Hyundai Motor reported a 15 per cent drop in first-quarter net profit as the weaker yen and labour issues eroded the Korean carmaker’s competitiveness.

Hyundai said a recent string of weekend work stoppages at its domestic plants were manageable but that unfavourable currency movements were a worry, with the Japanese yen expected to weaken further to beyond Y100 against the US dollar.

The yen has depreciated about 25 per cent against the South Korean won over the past year, putting Hyundai at a competitive price disadvantage abroad versus Japanese rivals.

“Although concerns on the strong won and weak yen that hurt our cost competitiveness still remain, it will be something that we will be able to manage,” Lee Won Hee, chief financial officer, said on a conference call. “We expect sales contribution from developing markets to increase as the new plants in China and Brazil enhance our productivity.”

Shares in Hyundai closed up 5.7 per cent on Thursday.

Hyundai on Thursday reported a net profit of Won2.09tn ($1.9bn) in the January-March period, compared with Won2.45tn a year earlier. Sales rose 6 per cent to Won21.37tn as strong demand from China offset weakness elsewhere.
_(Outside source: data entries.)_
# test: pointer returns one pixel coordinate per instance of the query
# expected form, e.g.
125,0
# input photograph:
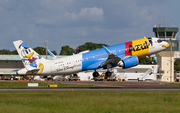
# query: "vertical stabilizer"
32,61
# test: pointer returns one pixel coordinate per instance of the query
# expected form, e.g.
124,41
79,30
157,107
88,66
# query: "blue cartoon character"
29,55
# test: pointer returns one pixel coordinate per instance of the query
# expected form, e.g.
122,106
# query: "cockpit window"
159,41
150,42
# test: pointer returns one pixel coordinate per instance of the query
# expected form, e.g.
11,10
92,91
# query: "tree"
5,52
145,60
90,46
40,50
66,50
14,52
177,65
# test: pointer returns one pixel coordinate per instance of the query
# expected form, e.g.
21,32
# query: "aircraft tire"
95,74
108,74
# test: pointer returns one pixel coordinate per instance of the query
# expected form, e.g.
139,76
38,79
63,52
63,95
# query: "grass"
41,84
90,101
177,84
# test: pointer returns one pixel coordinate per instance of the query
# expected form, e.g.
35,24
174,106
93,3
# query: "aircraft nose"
165,44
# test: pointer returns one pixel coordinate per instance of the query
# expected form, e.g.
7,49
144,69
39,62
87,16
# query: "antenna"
46,45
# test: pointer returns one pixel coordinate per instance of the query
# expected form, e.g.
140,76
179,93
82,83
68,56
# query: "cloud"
92,14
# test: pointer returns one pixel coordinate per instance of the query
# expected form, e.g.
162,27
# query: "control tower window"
169,34
156,34
150,42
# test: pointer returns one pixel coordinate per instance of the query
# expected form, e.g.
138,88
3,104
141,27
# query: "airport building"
164,71
9,64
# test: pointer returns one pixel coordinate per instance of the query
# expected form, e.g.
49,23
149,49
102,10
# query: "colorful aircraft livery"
124,55
138,47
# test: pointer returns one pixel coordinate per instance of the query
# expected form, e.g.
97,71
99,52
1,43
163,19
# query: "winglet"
51,54
107,50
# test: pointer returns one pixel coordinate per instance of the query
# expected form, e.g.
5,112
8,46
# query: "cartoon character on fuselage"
124,55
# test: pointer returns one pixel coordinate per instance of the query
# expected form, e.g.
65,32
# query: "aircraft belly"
69,65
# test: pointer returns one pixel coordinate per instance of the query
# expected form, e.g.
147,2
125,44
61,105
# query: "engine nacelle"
128,62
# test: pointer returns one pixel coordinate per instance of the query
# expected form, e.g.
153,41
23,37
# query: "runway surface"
102,86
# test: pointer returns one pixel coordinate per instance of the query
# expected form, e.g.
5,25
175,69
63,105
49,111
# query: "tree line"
66,50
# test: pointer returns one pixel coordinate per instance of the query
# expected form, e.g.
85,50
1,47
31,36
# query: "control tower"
165,59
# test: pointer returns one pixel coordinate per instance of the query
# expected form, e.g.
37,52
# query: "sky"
75,22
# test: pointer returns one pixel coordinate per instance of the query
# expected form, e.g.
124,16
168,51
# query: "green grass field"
90,102
41,84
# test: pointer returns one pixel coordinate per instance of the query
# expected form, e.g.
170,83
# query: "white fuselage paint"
63,66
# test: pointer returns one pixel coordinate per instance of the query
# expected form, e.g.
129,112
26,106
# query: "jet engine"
128,62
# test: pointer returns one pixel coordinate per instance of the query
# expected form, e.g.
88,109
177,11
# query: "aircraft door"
54,68
151,45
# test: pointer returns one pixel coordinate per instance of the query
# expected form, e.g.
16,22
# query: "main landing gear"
107,74
95,74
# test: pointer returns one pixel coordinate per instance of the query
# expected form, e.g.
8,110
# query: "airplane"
124,55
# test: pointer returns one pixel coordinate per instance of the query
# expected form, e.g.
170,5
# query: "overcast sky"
74,22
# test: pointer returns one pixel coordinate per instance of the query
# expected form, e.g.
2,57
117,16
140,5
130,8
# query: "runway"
102,86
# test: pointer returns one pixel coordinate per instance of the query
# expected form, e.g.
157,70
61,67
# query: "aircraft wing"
51,54
112,58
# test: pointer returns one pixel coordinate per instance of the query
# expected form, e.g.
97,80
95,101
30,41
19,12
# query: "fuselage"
88,60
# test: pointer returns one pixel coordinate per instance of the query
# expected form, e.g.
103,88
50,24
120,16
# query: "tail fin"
77,50
31,59
51,54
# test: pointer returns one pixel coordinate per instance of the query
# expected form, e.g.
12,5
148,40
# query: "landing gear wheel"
95,74
108,74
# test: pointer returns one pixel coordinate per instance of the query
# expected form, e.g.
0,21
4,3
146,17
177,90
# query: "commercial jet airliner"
124,55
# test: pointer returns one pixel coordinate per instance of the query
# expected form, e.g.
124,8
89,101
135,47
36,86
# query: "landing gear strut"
108,74
95,74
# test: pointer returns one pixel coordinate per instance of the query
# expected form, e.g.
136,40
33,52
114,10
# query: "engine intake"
128,62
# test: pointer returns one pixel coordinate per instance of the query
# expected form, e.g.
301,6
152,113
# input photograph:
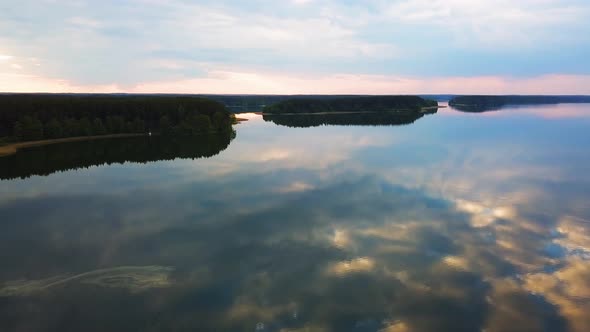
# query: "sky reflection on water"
457,222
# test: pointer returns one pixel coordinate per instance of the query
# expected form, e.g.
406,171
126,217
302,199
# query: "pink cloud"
250,82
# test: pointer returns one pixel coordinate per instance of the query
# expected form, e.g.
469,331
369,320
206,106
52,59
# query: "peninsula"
39,119
484,103
352,104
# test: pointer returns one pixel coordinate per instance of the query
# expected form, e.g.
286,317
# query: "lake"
444,222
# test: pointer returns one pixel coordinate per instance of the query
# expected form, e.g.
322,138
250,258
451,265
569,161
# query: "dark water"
446,222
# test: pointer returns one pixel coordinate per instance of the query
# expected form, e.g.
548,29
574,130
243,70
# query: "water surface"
446,222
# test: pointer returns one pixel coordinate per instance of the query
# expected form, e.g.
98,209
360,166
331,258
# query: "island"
352,104
38,119
485,103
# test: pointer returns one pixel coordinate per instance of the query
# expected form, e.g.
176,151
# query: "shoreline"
360,112
10,149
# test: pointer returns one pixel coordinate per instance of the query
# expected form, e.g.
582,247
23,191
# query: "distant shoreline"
10,149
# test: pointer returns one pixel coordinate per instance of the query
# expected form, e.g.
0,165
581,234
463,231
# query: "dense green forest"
490,103
31,117
350,104
256,103
346,119
48,159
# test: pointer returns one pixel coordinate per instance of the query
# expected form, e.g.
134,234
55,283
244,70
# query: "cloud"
157,44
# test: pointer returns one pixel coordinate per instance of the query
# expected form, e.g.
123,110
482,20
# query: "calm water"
451,222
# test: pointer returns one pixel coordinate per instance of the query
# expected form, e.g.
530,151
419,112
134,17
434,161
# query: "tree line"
345,119
48,159
484,103
351,104
29,117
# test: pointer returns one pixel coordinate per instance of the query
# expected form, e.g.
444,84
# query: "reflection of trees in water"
45,160
346,119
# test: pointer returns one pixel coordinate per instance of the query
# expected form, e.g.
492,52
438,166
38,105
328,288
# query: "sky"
296,46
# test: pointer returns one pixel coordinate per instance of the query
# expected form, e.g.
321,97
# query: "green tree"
98,126
203,124
86,127
32,129
53,129
138,125
220,122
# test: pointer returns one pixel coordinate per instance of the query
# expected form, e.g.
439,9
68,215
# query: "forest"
350,104
490,103
347,119
32,117
48,159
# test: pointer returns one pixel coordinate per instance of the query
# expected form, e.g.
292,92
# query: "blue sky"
296,46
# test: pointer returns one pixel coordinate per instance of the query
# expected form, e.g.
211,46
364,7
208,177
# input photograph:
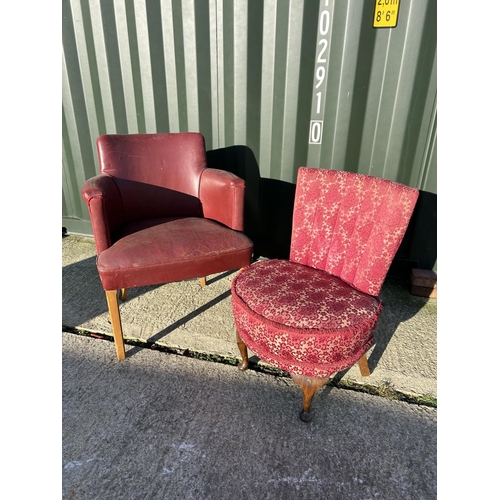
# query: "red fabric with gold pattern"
303,320
350,225
315,314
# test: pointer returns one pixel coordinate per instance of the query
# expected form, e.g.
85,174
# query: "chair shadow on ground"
268,222
83,298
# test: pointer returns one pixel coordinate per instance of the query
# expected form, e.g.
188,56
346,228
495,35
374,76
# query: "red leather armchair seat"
159,215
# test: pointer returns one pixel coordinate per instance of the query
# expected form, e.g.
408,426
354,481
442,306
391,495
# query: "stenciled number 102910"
316,128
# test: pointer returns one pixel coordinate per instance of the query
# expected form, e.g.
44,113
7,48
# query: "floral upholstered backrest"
350,225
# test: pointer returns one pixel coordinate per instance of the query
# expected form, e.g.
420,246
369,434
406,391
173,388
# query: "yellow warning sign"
386,13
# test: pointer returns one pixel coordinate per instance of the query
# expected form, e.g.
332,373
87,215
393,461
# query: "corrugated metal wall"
255,73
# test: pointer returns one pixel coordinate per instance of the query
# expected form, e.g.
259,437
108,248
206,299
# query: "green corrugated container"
271,84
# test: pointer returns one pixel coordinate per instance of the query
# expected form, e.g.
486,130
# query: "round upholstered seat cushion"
302,320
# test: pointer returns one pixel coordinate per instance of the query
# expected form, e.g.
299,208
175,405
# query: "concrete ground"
160,425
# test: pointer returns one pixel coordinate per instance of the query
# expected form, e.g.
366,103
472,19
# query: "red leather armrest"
222,195
104,202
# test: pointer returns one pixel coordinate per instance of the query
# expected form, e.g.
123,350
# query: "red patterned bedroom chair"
314,314
159,215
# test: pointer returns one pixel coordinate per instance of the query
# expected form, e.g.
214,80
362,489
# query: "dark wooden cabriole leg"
363,366
244,353
309,386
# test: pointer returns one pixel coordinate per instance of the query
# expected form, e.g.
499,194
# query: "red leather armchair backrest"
350,225
158,175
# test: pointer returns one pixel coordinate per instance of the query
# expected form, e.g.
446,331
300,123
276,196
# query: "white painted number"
316,128
316,131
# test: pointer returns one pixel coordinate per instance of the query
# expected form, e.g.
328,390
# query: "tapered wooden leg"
243,351
309,386
116,322
363,366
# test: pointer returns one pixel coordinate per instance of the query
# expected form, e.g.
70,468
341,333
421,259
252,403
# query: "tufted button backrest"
158,175
350,225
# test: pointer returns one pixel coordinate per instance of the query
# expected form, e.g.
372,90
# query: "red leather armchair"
159,215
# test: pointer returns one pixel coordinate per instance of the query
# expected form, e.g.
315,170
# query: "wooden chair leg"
309,387
363,366
116,322
243,351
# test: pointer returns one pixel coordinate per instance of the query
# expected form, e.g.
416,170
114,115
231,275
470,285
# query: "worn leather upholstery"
315,314
159,214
Domestic output fell 7.6 per cent in the first quarter as the carmaker ended overnight shifts in March, while production from overseas plants rose 23 per cent.

Hyundai and its affiliate Kia Motors have said they expect sales growth of just 4 per cent this year, which would be the slowest growth for a decade, as they gradually shift focus to quality and brand value rather than volume growth.

Hyundai’s US sales rose just 0.5 per cent in the first quarter, falling far short of the market’s 6.4 per cent growth, while sales fell 11 per cent in debt crisis-hit Europe, where demand was at a 20-year low.

But first-quarter sales in China jumped nearly 40 per cent in the world’s biggest car market, following a territorial dispute late last year between Beijing and Tokyo that fuelled anti-Japan sentiment. Hyundai’s upgraded Santa Fe sports utility vehicle has also been selling well amid growing Chinese appetite for SUVs.

A fresh labour dispute over weekend work is another headache for the company. Hyundai has suffered production losses of 48,000 vehicles worth about Won950bn as its 45,000-strong labour union has refused to work over the past seven weekends, demanding higher compensation.

However, Chung Sung-yup at Daiwa Securities said: “We expect the labour dispute to be resolved soon and the exchange rates to stabilise. Then [Hyundai’s] earnings will improve in the second quarter”.

But he cautioned that the weaker yen would give Japanese carmakers room to improve their cost structure and expand investment to boost their competitiveness.

Analysts say the stronger won and labour problems strengthen the case for Hyundai to expand overseas production, and Mr Chung noted Hyundai would need to increase capacity in the US to increase market share there, citing low inventories.

However, Hyundai has said it has no immediate plans for further such expansion after opening new factories in China and Brazil last year.